Arbeitsrecht: Eigenkündigung des Arbeitnehmers – Klagefrist

Bundesarbeitsgericht, 21.09.2017, Az.: 2 AZR 57/17

Will ein Arbeitnehmer geltend machen, dass eine Kündigung sozial ungerechtfertigt oder aus anderen Gründen rechtsunwirksam ist, so muss er gemäß § 4 S. 1 KSchG innerhalb von drei Wochen nach Zugang der schriftlichen Kündigung Kündigungsschutzklage beim zuständigen Arbeitsgericht erheben. Die Klage ist darauf zu richten, dass festgestellt wird, dass das Arbeitsverhältnis durch die Kündigung nicht aufgelöst ist. Wird die Rechtsunwirksamkeit einer Kündigung nicht rechtzeitig gerichtlich geltend gemacht, gilt die Kündigung nach § 7 KSchG als von Anfang an rechtswirksam. Eine verspätet erhobene Kündigungsschutzklage ist grundsätzlich unbegründet und wird daher abgewiesen.

Sachverhalt: Eigenkündigung und mögliche Geschäftsunfähigkeit

In diesem Fall stritten die Klägerin und die Beklagte über die Wirksamkeit einer Eigenkündigung der Klägerin und deren vorläufige Weiterbeschäftigung. Die Klägerin, seit 1992 bei der Beklagten angestellt, litt an einer paranoiden Schizophrenie und war im Jahr 2013 in Behandlung. Am 6. März 2015 kündigte sie das Arbeitsverhältnis, was von der Beklagten bestätigt wurde. Weitere Kündigungen folgten im März und April 2015. Im Mai 2015 begab sich die Klägerin erneut in stationäre Behandlung, und eine Betreuerin wurde bestellt.

Die Betreuerin informierte die Beklagte, dass die Klägerin zum Zeitpunkt der Kündigung geschäftsunfähig gewesen sei, gestützt durch eine ärztliche Stellungnahme. Daraufhin forderte die Betreuerin am 7. Oktober 2015, die Kündigung als nichtig zu betrachten, was die Beklagte jedoch ablehnte. Die Klägerin klagte am 10. Dezember 2015 auf Feststellung, dass das Arbeitsverhältnis nicht durch die Kündigung beendet wurde.

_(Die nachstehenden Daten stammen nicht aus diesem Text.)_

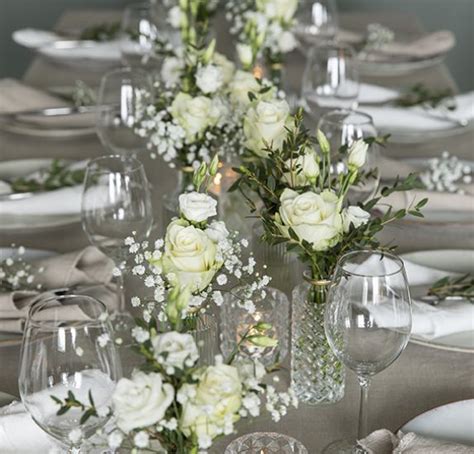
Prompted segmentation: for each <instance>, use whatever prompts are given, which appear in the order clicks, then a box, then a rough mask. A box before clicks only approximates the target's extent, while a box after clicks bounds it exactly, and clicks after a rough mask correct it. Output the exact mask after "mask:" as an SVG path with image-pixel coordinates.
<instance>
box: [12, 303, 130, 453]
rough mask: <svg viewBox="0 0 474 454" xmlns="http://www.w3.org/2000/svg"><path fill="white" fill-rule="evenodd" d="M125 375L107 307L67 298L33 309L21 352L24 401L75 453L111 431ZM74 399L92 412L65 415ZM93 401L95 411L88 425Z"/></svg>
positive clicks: (77, 407)
mask: <svg viewBox="0 0 474 454" xmlns="http://www.w3.org/2000/svg"><path fill="white" fill-rule="evenodd" d="M120 376H121V366H120V361H119V359H118V355H117V353H116V350H115V345H114V344H113V342H111V327H110V325H109V322H108V320H107V310H106V307H105V306H104V304H103V303H101V302H100V301H98V300H96V299H94V298H91V297H89V296H83V295H63V296H52V297H49V298H44V299H40V300H38V301H36V302H35V303H33V304H32V305H31V307H30V309H29V312H28V317H27V320H26V324H25V331H24V335H23V343H22V347H21V358H20V374H19V379H18V384H19V389H20V396H21V400H22V402H23V404H24V406H25V408H26V410H27V411H28V413H30V415H31V416H32V418H33V420H34V421H35V423H36V424H38V426H39V427H40V428H41V429H42V430H44V431H45V432H46V433H47V434H48V435H50V436H51V437H53V438H54V439H56V440H57V441H59V442H60V443H61V444H63V445H66V446H67V447H68V449H69V452H71V453H79V452H81V447H84V444H85V443H87V440H88V439H90V438H91V437H92V436H93V435H94V434H95V433H96V431H97V430H99V429H102V428H103V427H104V426H105V424H106V423H107V421H108V420H109V418H110V416H109V411H108V408H109V407H110V404H111V398H112V394H113V391H114V388H115V383H116V382H117V380H119V379H120ZM71 397H73V398H74V399H76V400H77V401H79V402H81V404H83V405H85V406H86V408H81V407H79V406H71V407H70V408H69V409H68V410H66V411H64V408H62V407H63V406H64V404H65V399H66V398H71ZM92 402H93V404H94V411H91V415H90V417H88V418H86V420H84V413H85V411H86V409H89V407H90V405H91V404H92ZM81 419H82V422H81Z"/></svg>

Urteil des Bundesarbeitsgerichts

Das Bundesarbeitsgericht entschied zugunsten der Beklagten und hob das Berufungsurteil auf. Die Sache wurde zur erneuten Prüfung an das Landesarbeitsgericht zurückverwiesen. Es wurde festgestellt, dass die Klagefrist nach § 4 KSchG (Kündigungsschutzgesetz) nicht auf die Eigenkündigung von Arbeitnehmern anwendbar sei. Die Fristregelung diene dem Schutz des Arbeitgebers, um schnell Klarheit über die Rechtslage einer Kündigung zu erlangen. Da die Klägerin jedoch selbst kündigte, greife diese Regelung nicht. Das Gericht stellte klar, dass weder die Klagefrist noch die Fiktionswirkung des § 7 KSchG auf Eigenkündigungen anwendbar sei.

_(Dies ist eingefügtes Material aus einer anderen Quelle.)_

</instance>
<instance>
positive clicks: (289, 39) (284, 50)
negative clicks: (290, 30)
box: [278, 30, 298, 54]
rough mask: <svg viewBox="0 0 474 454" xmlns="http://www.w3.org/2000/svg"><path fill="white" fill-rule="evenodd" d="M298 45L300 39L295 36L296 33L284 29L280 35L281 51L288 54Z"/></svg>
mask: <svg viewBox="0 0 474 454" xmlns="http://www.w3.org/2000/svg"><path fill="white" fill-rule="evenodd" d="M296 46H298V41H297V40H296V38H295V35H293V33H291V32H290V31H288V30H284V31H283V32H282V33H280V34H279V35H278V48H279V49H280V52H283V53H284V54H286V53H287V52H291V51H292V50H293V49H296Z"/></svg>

Zudem wurde die Frage der Verwirkung des Klagerechts behandelt. Eine Verwirkung kann eintreten, wenn nach einer längeren Zeit der Klageerhebung berechtigtes Vertrauen entsteht, dass keine Klage mehr erhoben wird. Im vorliegenden Fall konnte jedoch keine Verwirkung angenommen werden, da die Beklagte keine Schwierigkeiten oder Beweissicherungsprobleme aufgrund der verzögerten Klageerhebung darlegte.

Geschäftsunfähigkeit und rechtliche Konsequenzen

Das zentrale Thema in diesem Fall war die mögliche Geschäftsunfähigkeit der Klägerin zum Zeitpunkt der Kündigung. Das Landesarbeitsgericht hatte nicht ausreichend geprüft, ob die Klägerin bei Kündigungserklärung tatsächlich geschäftsunfähig war. Eine ärztliche Stellungnahme allein reichte nicht aus, um dies festzustellen, da keine „geschäftsunfähigkeitsbescheinigung“ gesetzlich vorgesehen sei. Die Geschäftsunfähigkeit müsste durch weitere Beweismittel bestätigt werden.

Das Gericht betonte, dass nur im Falle der Geschäftsunfähigkeit die Kündigung nach § 105 BGB nichtig wäre. Sollte die Klägerin jedoch geschäftsfähig gewesen sein, wäre ihre Kündigung gültig und das Arbeitsverhältnis tatsächlich beendet. Die genaue Klärung der Geschäftsfähigkeit der Klägerin sei daher entscheidend für den Ausgang des Verfahrens.